The 05:08 UTC position poll places Stamm 44 miles south of Isla de Los Estados, north-east of Cape Horn in the South Atlantic: Stamm admits: “It is good to be out of the South Pacific. At least I didn’t see any icebergs but it remains always a doubt when you are sailing.” Overnight, Cheminées Poujoulat has banked an extra 57 miles over Spirit of Yukoh in second place: this lead of 1,810 miles is the probable reason for Stamm’s decision to avoid slipping through the Le Maire Strait, a narrow and dangerous 15 mile wide channel between mainland Argentina and the Isla de Los Estados, opting instead for the longer route and continuing north-east.

Meanwhile, in mid-Pacific, Kojiro Shiraishi continues due east, taking the Japanese Open 60 above the latitude of the second mandatory race ice gate, holding off any advance by third place Unai Basurko 1,000 miles to the west. Earlier this morning, Basurko reported a rip in his headsail, explaining that any effective repairs would have to wait until the sail was dry. Having passed Ice Gate 1, Basurko will soon decide whether to take Pakea back into the south.
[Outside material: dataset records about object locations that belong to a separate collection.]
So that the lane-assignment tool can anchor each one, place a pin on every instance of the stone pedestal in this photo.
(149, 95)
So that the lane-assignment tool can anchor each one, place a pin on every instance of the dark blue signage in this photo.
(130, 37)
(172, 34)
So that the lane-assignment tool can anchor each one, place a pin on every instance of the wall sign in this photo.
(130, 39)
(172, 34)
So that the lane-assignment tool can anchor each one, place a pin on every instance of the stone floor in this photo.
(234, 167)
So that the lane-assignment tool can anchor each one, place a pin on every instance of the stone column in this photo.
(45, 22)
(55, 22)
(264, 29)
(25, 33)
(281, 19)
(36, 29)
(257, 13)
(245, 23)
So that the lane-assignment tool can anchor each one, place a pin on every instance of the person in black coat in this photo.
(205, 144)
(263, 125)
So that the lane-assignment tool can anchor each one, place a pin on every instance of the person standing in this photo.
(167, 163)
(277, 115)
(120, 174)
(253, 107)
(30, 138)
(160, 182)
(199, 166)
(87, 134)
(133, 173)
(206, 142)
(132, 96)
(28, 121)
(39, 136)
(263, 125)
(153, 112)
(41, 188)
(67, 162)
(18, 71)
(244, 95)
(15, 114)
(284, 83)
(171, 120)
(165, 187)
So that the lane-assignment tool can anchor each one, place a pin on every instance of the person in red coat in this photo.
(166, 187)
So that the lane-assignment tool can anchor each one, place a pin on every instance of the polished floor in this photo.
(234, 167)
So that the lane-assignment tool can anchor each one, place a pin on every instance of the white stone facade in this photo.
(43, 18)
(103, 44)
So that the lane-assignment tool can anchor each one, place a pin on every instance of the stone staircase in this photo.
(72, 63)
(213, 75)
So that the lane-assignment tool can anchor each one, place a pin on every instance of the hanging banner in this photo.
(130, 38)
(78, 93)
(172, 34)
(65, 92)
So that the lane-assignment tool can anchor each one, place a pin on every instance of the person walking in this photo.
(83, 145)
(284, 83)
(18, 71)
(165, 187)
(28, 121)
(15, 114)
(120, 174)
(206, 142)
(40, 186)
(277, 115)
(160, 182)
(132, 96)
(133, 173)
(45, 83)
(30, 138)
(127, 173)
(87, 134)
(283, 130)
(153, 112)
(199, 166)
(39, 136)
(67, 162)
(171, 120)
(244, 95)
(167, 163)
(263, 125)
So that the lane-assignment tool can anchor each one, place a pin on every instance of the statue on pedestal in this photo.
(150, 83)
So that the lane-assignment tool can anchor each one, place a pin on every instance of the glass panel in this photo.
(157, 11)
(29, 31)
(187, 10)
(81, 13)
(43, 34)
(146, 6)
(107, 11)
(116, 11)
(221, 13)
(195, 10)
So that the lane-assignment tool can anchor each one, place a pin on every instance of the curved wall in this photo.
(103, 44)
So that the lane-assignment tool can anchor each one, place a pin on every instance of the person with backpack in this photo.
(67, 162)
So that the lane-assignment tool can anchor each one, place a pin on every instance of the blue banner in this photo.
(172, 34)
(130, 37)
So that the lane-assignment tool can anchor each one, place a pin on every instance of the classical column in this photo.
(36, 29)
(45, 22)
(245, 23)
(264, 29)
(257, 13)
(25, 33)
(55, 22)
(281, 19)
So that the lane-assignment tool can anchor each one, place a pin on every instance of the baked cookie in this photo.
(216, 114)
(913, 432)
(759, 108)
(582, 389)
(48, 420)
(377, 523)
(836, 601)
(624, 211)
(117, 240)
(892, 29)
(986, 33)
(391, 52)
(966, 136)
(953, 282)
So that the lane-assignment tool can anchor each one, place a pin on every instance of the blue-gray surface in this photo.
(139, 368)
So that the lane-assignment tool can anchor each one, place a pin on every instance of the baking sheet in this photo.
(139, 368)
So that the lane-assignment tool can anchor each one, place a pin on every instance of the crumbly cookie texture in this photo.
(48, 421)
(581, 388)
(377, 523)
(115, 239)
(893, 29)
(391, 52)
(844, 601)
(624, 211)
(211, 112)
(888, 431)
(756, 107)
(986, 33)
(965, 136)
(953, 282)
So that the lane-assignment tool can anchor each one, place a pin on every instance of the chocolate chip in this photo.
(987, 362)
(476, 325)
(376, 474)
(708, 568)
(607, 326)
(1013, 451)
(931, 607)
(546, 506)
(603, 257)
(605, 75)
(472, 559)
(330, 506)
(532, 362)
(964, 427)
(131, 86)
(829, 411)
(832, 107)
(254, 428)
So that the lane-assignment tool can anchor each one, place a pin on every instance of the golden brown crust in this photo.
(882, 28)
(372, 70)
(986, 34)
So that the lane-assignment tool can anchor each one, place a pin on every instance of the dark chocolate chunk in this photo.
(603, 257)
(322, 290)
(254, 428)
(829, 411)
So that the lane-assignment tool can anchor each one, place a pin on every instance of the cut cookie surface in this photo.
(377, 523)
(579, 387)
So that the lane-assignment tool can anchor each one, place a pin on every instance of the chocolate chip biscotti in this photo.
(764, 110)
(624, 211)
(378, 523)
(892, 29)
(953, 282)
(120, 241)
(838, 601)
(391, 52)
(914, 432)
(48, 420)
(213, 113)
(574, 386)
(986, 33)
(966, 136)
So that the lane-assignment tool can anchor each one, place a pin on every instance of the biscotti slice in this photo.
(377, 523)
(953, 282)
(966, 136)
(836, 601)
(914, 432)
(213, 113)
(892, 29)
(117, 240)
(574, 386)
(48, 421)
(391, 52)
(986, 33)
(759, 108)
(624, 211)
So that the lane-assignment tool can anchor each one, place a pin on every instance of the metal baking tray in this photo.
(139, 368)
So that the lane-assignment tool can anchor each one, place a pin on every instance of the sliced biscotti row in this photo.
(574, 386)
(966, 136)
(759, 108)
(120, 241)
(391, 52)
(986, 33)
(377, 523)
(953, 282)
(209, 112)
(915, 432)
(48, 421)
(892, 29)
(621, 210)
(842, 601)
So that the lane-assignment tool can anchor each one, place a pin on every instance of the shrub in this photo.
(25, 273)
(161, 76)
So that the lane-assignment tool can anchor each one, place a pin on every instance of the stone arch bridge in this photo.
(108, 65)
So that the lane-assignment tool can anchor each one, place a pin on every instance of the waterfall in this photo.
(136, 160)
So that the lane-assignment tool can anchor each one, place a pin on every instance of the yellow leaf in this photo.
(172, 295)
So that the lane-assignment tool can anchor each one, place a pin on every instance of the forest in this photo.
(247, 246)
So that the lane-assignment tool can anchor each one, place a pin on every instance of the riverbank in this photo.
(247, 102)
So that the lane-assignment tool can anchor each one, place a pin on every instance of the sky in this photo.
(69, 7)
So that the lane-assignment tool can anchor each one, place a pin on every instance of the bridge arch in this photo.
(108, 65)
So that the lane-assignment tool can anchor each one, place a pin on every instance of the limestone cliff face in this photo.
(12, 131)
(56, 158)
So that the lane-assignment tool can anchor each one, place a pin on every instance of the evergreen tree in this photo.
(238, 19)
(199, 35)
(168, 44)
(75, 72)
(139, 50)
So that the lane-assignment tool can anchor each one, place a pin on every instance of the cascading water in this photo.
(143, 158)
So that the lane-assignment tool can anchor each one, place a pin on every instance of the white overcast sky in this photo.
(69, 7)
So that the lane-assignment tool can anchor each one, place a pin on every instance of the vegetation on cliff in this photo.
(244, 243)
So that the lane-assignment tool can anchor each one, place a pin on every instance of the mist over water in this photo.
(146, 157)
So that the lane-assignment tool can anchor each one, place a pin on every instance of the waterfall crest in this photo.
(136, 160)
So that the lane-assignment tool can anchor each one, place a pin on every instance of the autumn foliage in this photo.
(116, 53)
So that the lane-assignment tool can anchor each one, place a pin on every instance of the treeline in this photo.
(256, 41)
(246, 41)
Basurko’s northern position and sail damage has allowed Kiwi skipper, Graham Dalton, to steal 14 miles from the Spanish yacht, taking the Open 50, A Southern Man – AGD to within 96 miles of Pakea. Currently further south than Pakea, off Basurko’s starboard quarter, Dalton reported 28 knots of breeze at latitude 52° South, assuring the race office that all was well onboard: “Just another day at the office,” he said this morning.

As Knox-Johnston faced a gruelling night fixing the headboard car that attaches the top of the mainsail to the mast track on Saga Insurance, he is now able to sail with a small area of mainsail, hoisted to just below the third reef. With reduced sail, Saga Insurance lost miles overnight on fourth place A Southern Man – AGD. Knox-Johnston now trails the yellow Open 50 by 43 miles.